A long time ago. . .
22 years, actually. . .my parents bought me a horse.
Sunshine, as he came to me named, was a grade Arabian gelding of 8 years old.
I did him no service, though he never did without food and love while I had him, to be sure.
I was unprepared, as a kid, with parents who knew nothing of horses and a well meaning, but horse trading Papaw.
I had a few years of saddle-seat lessons every other week and a lot of years in sale barns with my grandfather to add up to a lot of nothing, and when I think about that gelding, I am heartbroken.
I sometimes wonder if all this work isn't to repay a debt I never can to that fellow I've never been able to find.
Sold when I was in Florida at 18, 3 years after he came to the farm, because my family decided, fairly, I wasn't coming back very soon. . . I never knew anything else of him.
A man in Ripley, WV bought him, Papaw said. I've looked for him on and off since 2009, but I knew, I guess, I would never find him.
He would be 30 now, and the lack of knowing what happened to him has remained a weight I wish I didn't need to carry. But I will carry it and should, as I failed him.
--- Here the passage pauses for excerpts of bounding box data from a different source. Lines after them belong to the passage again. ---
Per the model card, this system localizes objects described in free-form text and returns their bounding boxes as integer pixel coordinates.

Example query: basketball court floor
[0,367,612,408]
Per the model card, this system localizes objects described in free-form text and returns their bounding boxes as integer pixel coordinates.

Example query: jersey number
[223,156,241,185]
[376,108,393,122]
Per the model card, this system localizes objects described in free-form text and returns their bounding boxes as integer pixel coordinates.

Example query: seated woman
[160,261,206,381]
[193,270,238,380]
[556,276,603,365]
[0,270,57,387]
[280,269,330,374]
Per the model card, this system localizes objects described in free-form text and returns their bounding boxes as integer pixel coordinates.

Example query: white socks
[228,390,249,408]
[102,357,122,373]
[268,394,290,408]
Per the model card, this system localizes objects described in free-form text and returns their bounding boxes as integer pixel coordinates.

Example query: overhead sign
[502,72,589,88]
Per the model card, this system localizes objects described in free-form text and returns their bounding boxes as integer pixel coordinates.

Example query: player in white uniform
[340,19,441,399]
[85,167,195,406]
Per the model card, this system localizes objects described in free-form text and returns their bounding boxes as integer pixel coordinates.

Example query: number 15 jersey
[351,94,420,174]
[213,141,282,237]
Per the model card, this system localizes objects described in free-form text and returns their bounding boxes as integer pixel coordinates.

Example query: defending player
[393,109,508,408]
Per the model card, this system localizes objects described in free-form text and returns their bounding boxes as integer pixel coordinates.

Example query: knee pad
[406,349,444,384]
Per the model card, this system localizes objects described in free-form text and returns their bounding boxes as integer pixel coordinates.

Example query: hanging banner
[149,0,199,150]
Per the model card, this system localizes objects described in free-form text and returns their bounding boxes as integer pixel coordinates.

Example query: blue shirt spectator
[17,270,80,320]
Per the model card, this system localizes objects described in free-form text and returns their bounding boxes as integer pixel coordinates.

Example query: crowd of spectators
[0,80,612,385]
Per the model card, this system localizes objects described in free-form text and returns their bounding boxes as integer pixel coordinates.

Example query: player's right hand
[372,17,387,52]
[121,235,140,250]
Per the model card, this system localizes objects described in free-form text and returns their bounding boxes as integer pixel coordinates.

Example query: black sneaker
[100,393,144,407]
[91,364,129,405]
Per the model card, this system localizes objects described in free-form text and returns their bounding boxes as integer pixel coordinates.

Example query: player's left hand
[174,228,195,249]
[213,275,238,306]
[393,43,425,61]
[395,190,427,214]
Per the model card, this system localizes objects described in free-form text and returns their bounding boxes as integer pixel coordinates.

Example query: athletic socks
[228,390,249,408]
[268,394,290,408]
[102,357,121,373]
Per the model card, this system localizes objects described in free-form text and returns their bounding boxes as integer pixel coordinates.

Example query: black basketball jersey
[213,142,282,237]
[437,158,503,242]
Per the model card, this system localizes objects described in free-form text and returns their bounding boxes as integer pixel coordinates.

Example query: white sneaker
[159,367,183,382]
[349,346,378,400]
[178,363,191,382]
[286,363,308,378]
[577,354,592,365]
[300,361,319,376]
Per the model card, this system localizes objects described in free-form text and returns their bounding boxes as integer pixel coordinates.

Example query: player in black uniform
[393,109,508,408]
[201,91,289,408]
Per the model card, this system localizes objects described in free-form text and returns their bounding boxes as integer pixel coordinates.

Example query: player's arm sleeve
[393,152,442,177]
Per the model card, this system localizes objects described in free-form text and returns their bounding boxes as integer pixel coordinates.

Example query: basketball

It is why know Heart of Phoenix must be faithful to do all we can to know where our horses go, that we offer a place for adopted horses to return to and work to help owners seeking help find a resource to home their horses.
It is why I know we cannot let childhood dream rule where horses go when parents have no knowledge of what owning horses means. They deserve responsible owners, educated owners, dedicated owners.
Those are things, at 15, I could not be. . .
Life happens. I was a kid. I was not prepared to have a horse with family that didn't know better or know to "KNOW" better.
I so wish I'd done better. And these days, all I can say is I hope to make others do a better job than I did.
Over 400 horses later, the debt has not been repaid. I am pretty sure it never will be.